Elbette, içindeGünümüz dünyasında, para geleceğe güvenmenin anahtarıdır ve vites küçültme gibi bir olgunun daha fazla mutluluk getireceğini iddia etmek anlamsızdır. Ancak kitlesel tüketim çağının ortaya çıkmasıyla birlikte, maneviyat eksikliği kavramı yaygınlaştı, tartışmaya gerek yok. Devam eden reklam kampanyalarının etkisiyle insanlar giderek artan bir şekilde içindeki boşluğu doldurmak için gereksiz şeyler satın alıyor. Satın alma sadece mutluluk yanılsaması verir ve çok kısa süreli bir etkiye sahiptir, bu nedenle bu duyguyu uzatma arzusunda kişi tekrar mağazaya gider. Doğru, çok az insan maddi şeylerin ruhtaki boşluğu dolduramayacağını anlıyor.
Manevi değerlerin kaybolmasının kişinin iç durumuna etkisi
Aramızda gerçekten mutlu birçok insan var mı? Kişisel psikologların hizmetleri neden şimdi giderek daha fazla talep görüyor? İnsanların mutlu olmak için ihtiyaç duyduğu her şeye sahipler. Bir an durur, bir kişi hayatı boyunca ne başardığını görür yarış: bir iş, bir daire, yeni çıkmış aletler var, ama boşluk hissi hiçbir yerde kaybolmuyor. İçsel durumun edinilen eşyalara bağlı olmadığı, mutluluğun başka yerde olduğu ortaya çıkıyor.
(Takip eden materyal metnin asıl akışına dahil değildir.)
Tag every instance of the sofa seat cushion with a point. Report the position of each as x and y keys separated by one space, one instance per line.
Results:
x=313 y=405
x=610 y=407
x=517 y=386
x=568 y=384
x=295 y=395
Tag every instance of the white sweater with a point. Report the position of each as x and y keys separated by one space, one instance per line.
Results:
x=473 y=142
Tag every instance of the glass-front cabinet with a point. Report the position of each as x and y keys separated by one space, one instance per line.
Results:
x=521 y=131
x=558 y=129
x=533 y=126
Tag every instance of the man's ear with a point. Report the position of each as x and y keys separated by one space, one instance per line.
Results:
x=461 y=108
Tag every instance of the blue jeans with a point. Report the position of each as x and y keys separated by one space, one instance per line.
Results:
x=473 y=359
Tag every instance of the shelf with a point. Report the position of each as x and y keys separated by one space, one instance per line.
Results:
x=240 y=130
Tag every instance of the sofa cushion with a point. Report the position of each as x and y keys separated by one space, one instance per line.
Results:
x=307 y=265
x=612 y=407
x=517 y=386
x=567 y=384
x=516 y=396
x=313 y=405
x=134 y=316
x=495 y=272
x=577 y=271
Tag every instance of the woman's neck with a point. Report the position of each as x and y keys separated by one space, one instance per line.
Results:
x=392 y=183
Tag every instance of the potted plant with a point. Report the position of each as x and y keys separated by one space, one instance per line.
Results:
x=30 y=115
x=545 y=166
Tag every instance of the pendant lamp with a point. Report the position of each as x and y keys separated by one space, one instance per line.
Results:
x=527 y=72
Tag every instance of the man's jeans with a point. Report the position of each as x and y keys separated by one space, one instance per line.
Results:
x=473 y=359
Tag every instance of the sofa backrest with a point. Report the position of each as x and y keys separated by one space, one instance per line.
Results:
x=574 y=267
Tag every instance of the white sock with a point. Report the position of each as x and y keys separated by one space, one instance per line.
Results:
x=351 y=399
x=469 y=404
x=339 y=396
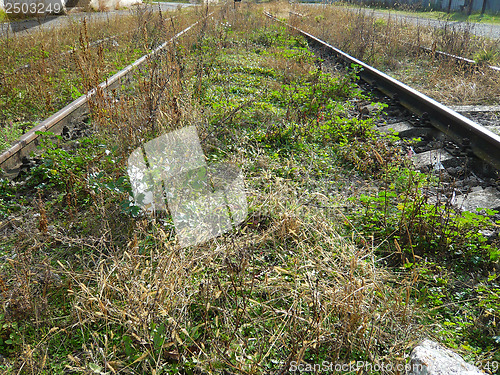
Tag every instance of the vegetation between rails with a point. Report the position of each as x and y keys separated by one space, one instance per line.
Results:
x=92 y=285
x=42 y=73
x=393 y=47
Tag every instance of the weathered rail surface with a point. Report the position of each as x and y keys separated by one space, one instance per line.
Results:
x=12 y=158
x=484 y=143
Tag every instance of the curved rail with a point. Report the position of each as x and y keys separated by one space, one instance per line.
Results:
x=484 y=143
x=11 y=159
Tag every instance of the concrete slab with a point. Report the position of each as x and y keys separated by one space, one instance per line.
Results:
x=430 y=358
x=479 y=198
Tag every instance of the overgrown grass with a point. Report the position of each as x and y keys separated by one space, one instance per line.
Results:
x=392 y=45
x=487 y=18
x=42 y=73
x=93 y=285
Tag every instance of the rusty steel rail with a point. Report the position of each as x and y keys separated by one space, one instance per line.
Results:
x=11 y=159
x=484 y=143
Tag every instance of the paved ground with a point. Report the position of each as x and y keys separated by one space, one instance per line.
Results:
x=50 y=22
x=480 y=29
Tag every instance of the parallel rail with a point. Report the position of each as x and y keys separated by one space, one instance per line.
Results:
x=11 y=159
x=484 y=143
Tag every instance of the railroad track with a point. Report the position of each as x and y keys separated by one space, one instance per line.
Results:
x=13 y=159
x=451 y=142
x=436 y=53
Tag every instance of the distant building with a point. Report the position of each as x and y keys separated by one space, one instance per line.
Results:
x=455 y=5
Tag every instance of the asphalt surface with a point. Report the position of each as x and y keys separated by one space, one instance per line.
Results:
x=52 y=21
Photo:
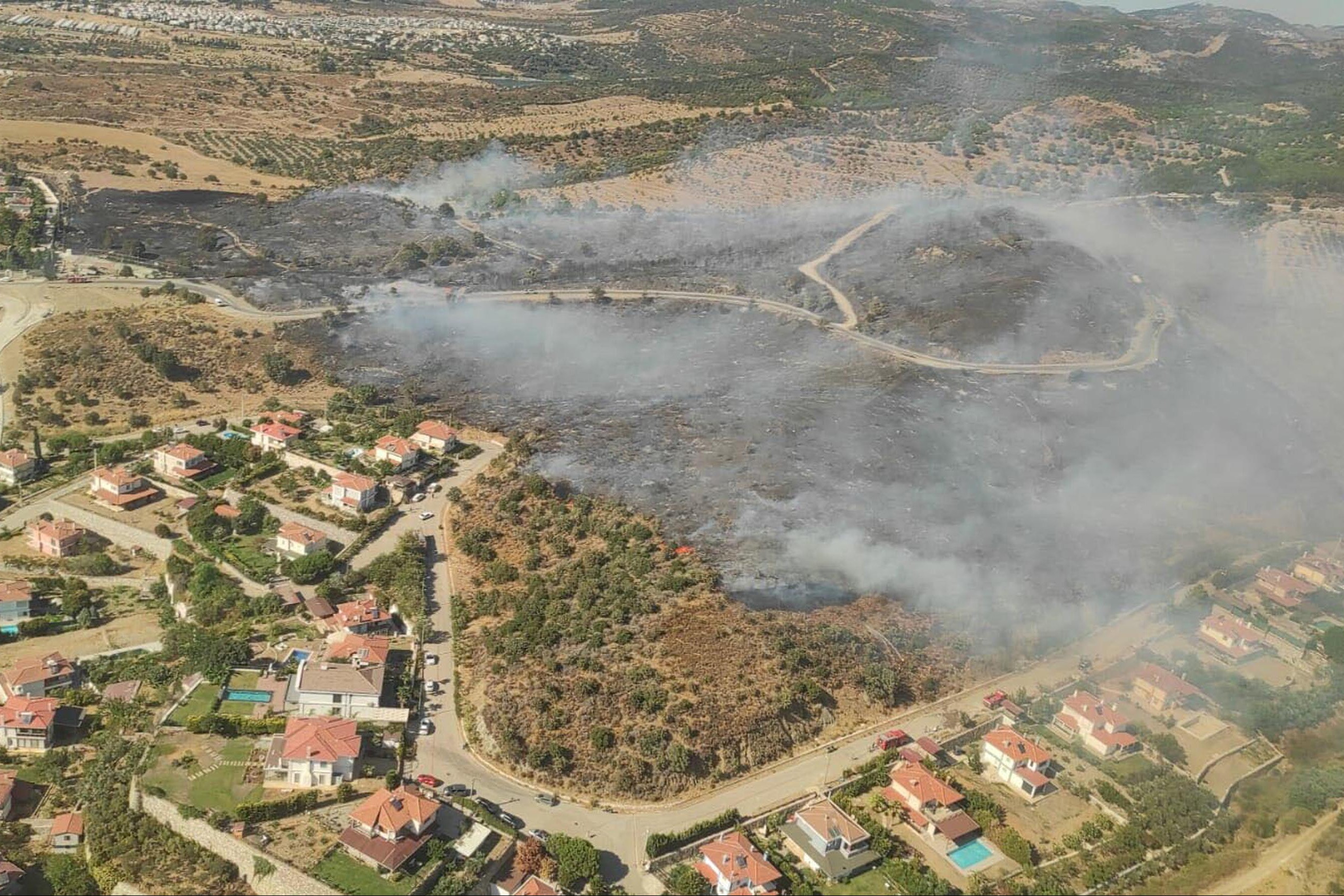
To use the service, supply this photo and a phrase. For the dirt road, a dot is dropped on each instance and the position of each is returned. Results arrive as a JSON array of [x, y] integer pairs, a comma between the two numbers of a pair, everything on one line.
[[1274, 859], [812, 270], [1142, 352]]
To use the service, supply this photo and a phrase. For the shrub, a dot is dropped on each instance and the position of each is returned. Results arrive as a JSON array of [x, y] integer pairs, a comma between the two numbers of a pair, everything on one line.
[[660, 843]]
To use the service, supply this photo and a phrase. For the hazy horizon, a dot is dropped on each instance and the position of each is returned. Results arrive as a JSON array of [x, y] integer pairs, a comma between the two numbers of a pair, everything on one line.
[[1317, 13]]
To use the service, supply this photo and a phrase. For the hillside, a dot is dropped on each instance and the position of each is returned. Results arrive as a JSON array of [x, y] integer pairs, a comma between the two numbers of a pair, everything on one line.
[[597, 658]]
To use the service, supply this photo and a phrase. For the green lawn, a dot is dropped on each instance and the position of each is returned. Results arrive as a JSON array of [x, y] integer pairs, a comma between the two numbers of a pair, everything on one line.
[[221, 789], [1130, 770], [198, 704], [870, 882], [245, 552], [353, 876]]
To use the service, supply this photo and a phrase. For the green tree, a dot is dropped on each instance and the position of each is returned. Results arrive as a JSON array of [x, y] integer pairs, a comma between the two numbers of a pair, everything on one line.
[[69, 875], [685, 880], [577, 860]]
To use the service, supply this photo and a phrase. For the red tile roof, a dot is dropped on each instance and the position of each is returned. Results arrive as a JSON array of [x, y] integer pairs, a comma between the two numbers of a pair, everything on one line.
[[355, 481], [392, 810], [31, 669], [397, 445], [734, 856], [320, 739], [301, 534], [363, 648], [1166, 681], [277, 432], [19, 590], [1091, 707], [1016, 747], [14, 457], [29, 712], [69, 823], [359, 613], [924, 786]]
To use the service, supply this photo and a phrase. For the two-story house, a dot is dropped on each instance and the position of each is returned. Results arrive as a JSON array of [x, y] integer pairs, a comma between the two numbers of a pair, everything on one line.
[[359, 617], [38, 676], [120, 489], [16, 602], [390, 826], [299, 541], [336, 688], [1282, 589], [353, 492], [399, 453], [182, 461], [16, 466], [828, 841], [361, 649], [733, 866], [932, 808], [55, 537], [27, 723], [8, 781], [1230, 637], [1158, 691], [1102, 729], [275, 437], [1015, 761], [313, 752], [436, 436]]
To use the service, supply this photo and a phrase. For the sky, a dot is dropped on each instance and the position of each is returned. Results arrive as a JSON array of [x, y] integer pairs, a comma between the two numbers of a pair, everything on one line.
[[1320, 13]]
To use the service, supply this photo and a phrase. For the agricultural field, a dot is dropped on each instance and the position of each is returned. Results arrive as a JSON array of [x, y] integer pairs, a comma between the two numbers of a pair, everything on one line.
[[89, 369], [640, 622]]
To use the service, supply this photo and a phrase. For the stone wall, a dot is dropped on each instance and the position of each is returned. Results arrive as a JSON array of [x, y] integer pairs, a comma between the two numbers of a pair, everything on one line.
[[283, 882]]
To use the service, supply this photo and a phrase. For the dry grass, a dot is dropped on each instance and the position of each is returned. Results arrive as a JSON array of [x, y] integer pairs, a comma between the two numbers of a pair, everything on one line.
[[84, 352], [84, 146]]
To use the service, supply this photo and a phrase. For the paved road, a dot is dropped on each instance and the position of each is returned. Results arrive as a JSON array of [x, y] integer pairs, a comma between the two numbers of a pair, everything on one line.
[[622, 833], [812, 269], [435, 504]]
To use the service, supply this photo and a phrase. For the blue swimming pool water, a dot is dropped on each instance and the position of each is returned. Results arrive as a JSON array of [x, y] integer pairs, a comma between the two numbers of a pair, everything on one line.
[[971, 855]]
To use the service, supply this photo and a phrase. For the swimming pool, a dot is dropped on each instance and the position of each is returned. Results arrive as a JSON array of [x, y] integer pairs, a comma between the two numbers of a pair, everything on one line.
[[971, 855]]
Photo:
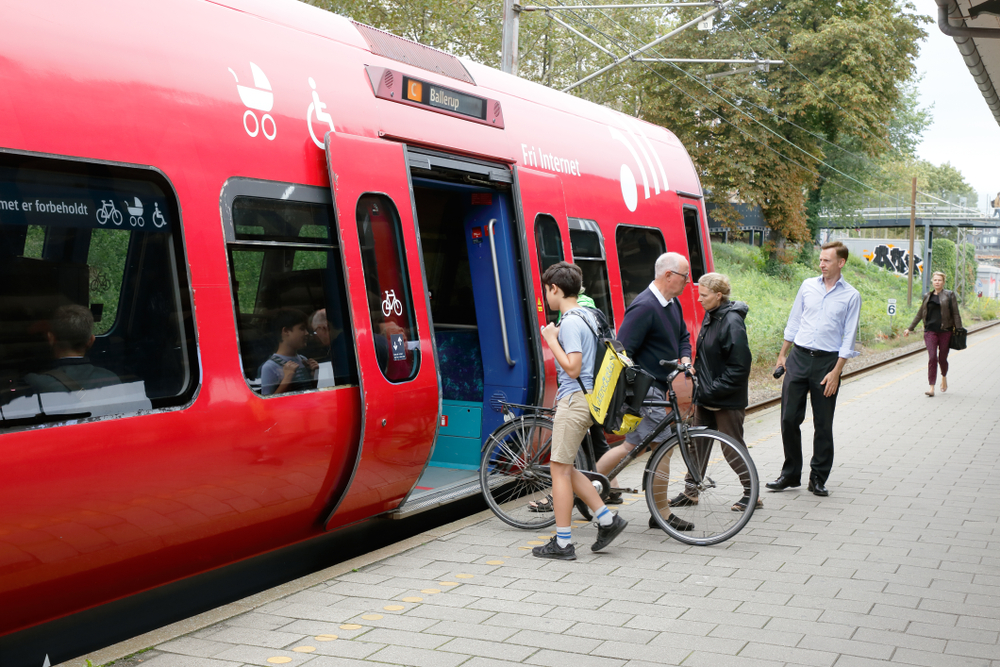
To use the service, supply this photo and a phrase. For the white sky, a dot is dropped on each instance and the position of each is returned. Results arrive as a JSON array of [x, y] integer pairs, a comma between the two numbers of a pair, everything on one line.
[[964, 131]]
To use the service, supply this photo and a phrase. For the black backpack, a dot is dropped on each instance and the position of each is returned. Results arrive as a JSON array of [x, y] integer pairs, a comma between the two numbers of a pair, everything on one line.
[[619, 385]]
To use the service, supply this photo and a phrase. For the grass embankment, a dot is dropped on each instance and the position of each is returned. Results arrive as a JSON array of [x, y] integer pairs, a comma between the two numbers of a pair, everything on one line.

Mutluluk hayatımızın ruhsal içeriğindedir. Bizi mutlu eden, arkadaşlarla gerçekten yakın ilişkiler, aşk ilişkilerinde sadakat, etrafımızdaki dünyanın ve ailemizin güzelliğini düşünmektir. Arabalar ve apartmanlar değil, herkesin üzerinde çalışmak için zaman bulamadığı ilişkiler. Mutluluk küçük şeylerde yatar - bugün birçok küçük şeydeihmal edilmiş.
Toplumun maneviyat eksikliği sorunu nasıl çözülür
Ahlaki değerleri geri kazandırmak için ne yapılmalı? Diğer tüm problemler gibi, insanların maneviyat eksikliği sorunu da ancak farkındalığı ile çözülebilir. Birçoğu, daha bilinçli bir yaşta yaşamdan memnuniyetsizliklerinin nedenini bulurken, diğerleri bunu hiç bulamıyor. Artık ahlakı geliştirmek ve gelecek nesillere manevi değerleri aşılamak önemlidir.